Ümide sarıl sımsıkı seyret ne olursun!
    Gerçek manada imanın lezzetini kavramış ve bu şuurla hayatını şekillendirmiş bir müminin hayatında, havf ve reca büyük önem taşımaktadır. Mümin ne tamamen ümitsiz olacak, ne de kendini tamamen boşluğa bırakacak.
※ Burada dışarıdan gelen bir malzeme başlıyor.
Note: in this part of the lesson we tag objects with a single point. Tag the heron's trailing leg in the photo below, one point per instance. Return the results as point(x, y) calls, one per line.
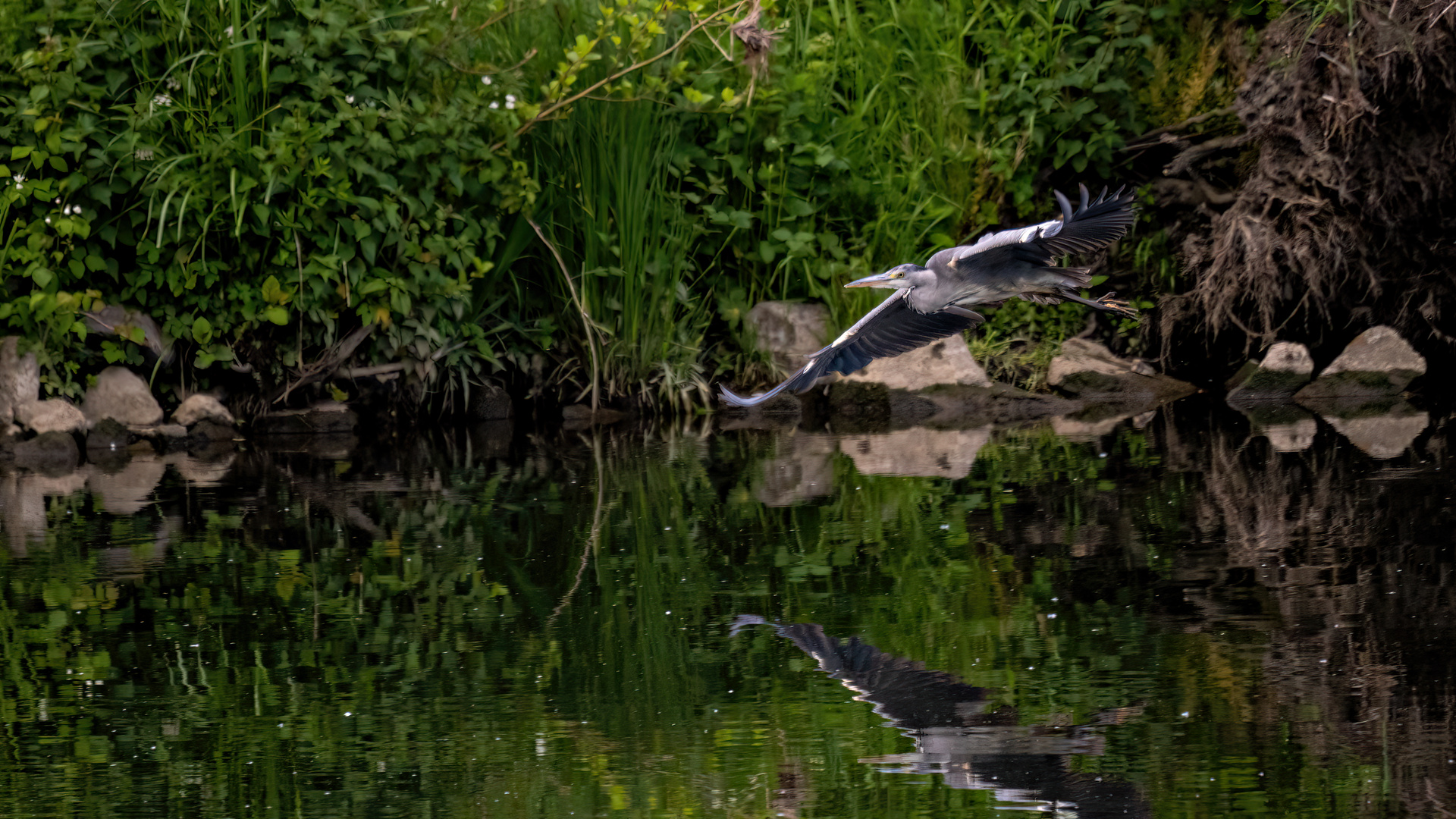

Yüce Allah’ın sonsuz kudreti karşısında acizliğini bilerek, görev ve sorumlulukları yerine getirmede son derece hassasiyet gösterecek ve azaba uğrayabileceği düsturunu hiç elden bırakmayacak, diğer taraftan da dini vecibelerini yerine getirmenin verdiği huzur ve mutlulukla ebedi saadete güzelliklere nail olacağı düşüncesi ile huzurlu bir şekilde yaşamına devam edecek.
    Her şeyde orta yolu tavsiye eden yüce dinimizin mensupları olarak Allaha karşı kulluk görevimizi yerine getirirken korku ve ümit konusunda da dengeli olmayı şiar edinmeliyiz.